Персоны для разоблачительного отстрела в статьях были намечены в высшей руководящей инстанции республики - Центральном Комитете партии: режиссер купаловского театра Лев Литвинов {в скобках давалась фамилия, с которой он родился, Гуревич – чтобы не возникало сомнения, какого он происхождения}, недавний художественный руководитель еще не ликвидированного республиканского Еврейского театра Виктор Головчинер, театральный критик Михаил Модель – все евреи. И когда статьи были, что называется, доведены до кондиции, получили “добро “ в ЦК, там ли подметили, в самих ли редакциях сообразили, что еврейские фамилии авторов статей не очень к месту под этими бомбами. В “Звяздзе” ограничились добавлением к Герцовичу соавтором Пузикова, заведывавшего в редакции отделом пропаганды. В “Советской Белоруссии” авторство Иоффе просто не указали, поставили под статьей подпись Ал. Романова, ответственного редактора газеты (будущего цензурно-бдительного председателя Госкино СССР).

Но когда бомбы взорвались, взрывом накрыло и самих подневольных бедолаг-бомбоизготовителей. Через считанные дни после опубликования статей в бурно разрастающемся числе обвиняемых в космополитизме очутились и Герцович с Иоффе. А еще через считанные дни в Минске взорвалась бомба другого рода, потрясшая журналистскую и литературную братию,-- непосредственно за рабочим столом в редакции Герцович пальнул в себя из револьвера. Метил в сердце, прострелил легкое. Не знаю, так ли это на самом деле, но, насколько помнится из рассказывавшегося звездовцами, по выздоровлении исключен он был из партии не за вешавшееся на него до случившегося, а за хранение привезенного с фронта оружия.

Следует отметить, редкие партийные функционеры публично признавали юдофобское содержание развернувшейся кампании.
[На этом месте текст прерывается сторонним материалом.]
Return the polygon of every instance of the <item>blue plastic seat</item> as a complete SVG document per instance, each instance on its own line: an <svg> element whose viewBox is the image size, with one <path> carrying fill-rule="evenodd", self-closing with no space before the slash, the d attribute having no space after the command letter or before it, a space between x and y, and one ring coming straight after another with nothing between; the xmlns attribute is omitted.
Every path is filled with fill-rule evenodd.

Как пример такого неодобренного вышестоящими откровенничанья, в сборнике приводится произнесенное на партактиве в подмосковном Подольске заместителем заведующего отделом агитации и пропаганды ЦК ВКП{б} профессором Головенченко: “Вот мы говорим – космополитизм. А что это такое, если сказать по-простому, по-рабочему? Это значит, что всякие мойши и абрамы захотели занять наши места!” Ретивый сверх меры, Головенченко на сверхретивости, как говорится, и погорел. В очередной раз выступая где-то с погромным черносотенным докладом, перебрал: заявил, что уже разоблачен и арестован враг народа, космополит номер один Эренбург. Увы, выдал за действительное лишь желаемое. И поплатился. Эренбург еще нужен был Сталину – в стране не было равного Илье Григорьевичу по умению просоветски убеждать Запад.
По письму писателя вождю с вопросом, как он, Эренбург, должен понимать заявленное цековским чином, тот был из аппарата ЦК уволен. Где-то я читал, что потрясенного увольнением Головенченко вынесли из здания, кабинетом в котором так дорожил, на носилках. Урок другим подобным ему: не распускай язык лишне! Ведь сам “отец народов”, инициировавший постыдное борение, счев дело сделанным, остановил его – фарисейски укорил созванных на совещание редакторов газет и журналов: “Товарищи, раскрытие литературных псевдонимов недопустимо – это пахнет антисемитизмом…”

Заведующим отделом агитации и пропаганды ЦК ВКП{б} в месяцы , когда бушевал девятый вал кампании, и значит практическим руководителем ее проведения, ее многообразия и повсеместности был Шепилов. Львиная доля документов, включенных в объемный, более семисот страниц, сборник, или подписана им, или была переправлена ему для рассмотрения, или имела еще какую-либо причастность его к ним. Проекты постановлений Политбюро и Секретариата ЦК.

Проживший долгую, полную крутых перепадов жизнь, Дмитрий Трофимович Шепилов, несомненно, был личностью незаурядной. Но был, позволю себе такое определение, человеком-временем.

В мемуарном романе Леонида Зорина “Авансцена” есть посвященные ему страницы. Однажды Зорин увидел в театре имени Вахтангова на спектакле по своей пьесе “Дион” уже порядком лет перед тем свергнутого Хрущевым с номенклатурного Олимпа Шепилова {свергнутого вместе с Молотовым, Маленковым, Кагановичем – поныне не забыто знаменитое “…И примкнувший к ним Шепилов!”}. Сюжетно события пьесы происходят в древнем Риме. Но сатирически нацелена была она тогдашнюю, шестидесятых годов, советскую действительность. И надо было видеть, как яростно, просто истерически рукоплескал исполнителям дерзкой пьесы постаревший, потускневший некогда победоносный сановный красавец Шепилов. А ведь в бытность свою тем, кем был в сорок девятом, безусловно, не разрешил бы ее к постановке.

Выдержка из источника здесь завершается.